Treatment is no better than placebo in improving pulmonary function (January 29)

Disappointing results have been reported from a randomized, double-blind, placebo-controlled phase II trial of KB003 (KaloBios Pharmaceuticals), an anti-granulocyte macrophage colony-stimulating factor (anti–GM-CSF) monoclonal antibody, in patients with severe asthma.

Although the study showed that KB003 was generally safe and well tolerated, the treatment did not meet its primary clinical endpoint of improvement in forced expiratory volume in 1 second (FEV1) — a measure of pulmonary function — compared with placebo in the overall study population.

In prespecified subgroups, eosinophilic patients (baseline blood eosinophils ≥ 0.3 GI/L) and patients demonstrating high reversibility at baseline (> 20%) showed a statistically significant improvement compared with placebo.
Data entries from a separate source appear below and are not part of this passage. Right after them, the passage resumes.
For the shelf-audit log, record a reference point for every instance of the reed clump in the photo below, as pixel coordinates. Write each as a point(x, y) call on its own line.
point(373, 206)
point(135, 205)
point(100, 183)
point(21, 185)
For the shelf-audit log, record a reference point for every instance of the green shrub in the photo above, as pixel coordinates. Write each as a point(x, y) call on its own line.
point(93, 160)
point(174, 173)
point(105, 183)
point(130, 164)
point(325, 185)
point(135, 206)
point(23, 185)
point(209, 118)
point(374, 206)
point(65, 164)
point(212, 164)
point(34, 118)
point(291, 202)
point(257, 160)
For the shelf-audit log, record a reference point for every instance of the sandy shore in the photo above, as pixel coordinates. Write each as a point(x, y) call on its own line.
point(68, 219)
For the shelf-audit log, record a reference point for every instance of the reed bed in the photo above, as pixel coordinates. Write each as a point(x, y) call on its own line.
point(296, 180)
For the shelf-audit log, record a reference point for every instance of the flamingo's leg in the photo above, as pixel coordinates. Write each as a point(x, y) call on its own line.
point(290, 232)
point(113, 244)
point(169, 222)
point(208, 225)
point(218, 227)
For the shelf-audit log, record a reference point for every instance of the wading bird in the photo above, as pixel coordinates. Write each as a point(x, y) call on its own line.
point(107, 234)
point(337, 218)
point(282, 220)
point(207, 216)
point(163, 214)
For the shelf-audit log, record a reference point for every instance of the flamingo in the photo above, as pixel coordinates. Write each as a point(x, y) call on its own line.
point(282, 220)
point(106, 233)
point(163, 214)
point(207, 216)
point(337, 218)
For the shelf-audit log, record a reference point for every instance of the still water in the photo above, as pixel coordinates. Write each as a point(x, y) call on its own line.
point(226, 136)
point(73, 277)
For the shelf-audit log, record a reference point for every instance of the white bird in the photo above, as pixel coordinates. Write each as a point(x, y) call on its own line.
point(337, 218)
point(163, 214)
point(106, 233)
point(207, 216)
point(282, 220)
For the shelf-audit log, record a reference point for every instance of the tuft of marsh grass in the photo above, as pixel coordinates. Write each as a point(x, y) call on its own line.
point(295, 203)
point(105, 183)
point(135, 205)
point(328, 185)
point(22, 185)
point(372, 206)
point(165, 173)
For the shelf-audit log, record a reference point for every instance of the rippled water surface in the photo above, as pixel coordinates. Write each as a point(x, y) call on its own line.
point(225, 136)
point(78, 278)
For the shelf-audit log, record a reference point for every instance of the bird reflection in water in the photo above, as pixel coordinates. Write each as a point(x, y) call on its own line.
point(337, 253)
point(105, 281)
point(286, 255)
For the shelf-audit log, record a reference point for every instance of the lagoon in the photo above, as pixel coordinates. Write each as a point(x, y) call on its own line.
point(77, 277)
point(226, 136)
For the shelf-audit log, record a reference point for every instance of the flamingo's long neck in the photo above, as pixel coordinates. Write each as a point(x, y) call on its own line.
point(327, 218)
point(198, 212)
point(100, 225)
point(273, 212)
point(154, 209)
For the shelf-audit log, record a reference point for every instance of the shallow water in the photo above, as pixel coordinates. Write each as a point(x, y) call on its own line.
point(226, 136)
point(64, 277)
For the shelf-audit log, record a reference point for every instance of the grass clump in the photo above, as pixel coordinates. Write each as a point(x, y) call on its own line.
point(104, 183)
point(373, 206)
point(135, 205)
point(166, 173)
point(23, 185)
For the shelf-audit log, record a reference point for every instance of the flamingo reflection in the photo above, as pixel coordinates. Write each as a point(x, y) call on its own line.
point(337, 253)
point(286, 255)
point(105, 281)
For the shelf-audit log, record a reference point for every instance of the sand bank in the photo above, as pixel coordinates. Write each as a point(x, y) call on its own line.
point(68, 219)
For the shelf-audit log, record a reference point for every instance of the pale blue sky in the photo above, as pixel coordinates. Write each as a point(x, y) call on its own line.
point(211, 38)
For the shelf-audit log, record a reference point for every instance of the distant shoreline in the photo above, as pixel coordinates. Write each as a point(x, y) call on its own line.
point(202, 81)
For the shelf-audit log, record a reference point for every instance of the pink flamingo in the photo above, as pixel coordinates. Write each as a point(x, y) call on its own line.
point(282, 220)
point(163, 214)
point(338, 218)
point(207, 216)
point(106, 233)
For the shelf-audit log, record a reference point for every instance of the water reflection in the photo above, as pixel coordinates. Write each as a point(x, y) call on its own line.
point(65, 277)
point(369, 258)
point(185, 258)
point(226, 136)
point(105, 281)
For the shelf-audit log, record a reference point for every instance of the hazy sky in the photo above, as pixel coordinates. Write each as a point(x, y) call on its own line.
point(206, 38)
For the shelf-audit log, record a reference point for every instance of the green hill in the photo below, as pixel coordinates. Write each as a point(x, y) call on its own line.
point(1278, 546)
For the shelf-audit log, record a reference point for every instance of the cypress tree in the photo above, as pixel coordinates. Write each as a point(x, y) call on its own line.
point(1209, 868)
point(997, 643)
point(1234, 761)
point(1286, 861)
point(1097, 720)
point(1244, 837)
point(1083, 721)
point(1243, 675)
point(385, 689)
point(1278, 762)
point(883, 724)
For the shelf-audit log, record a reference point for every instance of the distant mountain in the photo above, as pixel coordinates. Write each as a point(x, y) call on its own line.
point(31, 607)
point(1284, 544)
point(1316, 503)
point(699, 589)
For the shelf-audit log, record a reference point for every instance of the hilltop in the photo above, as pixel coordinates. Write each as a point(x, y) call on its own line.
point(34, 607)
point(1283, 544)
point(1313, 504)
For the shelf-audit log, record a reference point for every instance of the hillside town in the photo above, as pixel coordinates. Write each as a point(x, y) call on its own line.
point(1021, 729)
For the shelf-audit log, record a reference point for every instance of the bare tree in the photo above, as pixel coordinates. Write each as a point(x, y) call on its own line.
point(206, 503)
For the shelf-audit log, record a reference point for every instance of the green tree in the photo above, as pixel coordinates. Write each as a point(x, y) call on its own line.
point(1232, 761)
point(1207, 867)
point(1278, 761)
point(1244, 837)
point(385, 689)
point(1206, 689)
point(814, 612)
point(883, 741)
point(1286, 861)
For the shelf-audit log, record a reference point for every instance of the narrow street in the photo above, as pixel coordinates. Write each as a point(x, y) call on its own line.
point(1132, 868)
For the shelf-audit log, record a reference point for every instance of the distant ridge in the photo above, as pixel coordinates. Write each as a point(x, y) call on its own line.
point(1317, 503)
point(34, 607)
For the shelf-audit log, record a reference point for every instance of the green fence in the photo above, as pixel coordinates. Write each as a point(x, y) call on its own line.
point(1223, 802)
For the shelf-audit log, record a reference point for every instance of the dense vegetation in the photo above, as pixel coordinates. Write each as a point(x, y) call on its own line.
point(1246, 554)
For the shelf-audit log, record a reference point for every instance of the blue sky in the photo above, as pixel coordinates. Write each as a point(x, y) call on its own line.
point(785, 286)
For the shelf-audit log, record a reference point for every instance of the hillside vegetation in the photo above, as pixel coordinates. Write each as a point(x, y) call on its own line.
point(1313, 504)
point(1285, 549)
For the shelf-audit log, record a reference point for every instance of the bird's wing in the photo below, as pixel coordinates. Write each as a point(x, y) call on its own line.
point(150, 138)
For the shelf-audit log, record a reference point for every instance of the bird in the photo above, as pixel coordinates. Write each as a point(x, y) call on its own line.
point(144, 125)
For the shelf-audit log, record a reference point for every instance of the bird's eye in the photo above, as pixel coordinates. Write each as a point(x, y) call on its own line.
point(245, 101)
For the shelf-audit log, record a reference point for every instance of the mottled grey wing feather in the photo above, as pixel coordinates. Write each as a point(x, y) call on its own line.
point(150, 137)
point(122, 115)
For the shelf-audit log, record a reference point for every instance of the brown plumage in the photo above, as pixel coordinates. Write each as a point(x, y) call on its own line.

Other subgroups, such as atopic or nonatopic patients, did not demonstrate a statistically significant improvement in FEV1 from baseline compared with placebo.

In key secondary endpoints, no meaningful reductions in exacerbations were observed in patients treated with KB003 in the overall study population or in any subgroup compared with patients given placebo. Moreover, there was no statistically significant improvement in Asthma Control Questionnaire scores in the overall patient population.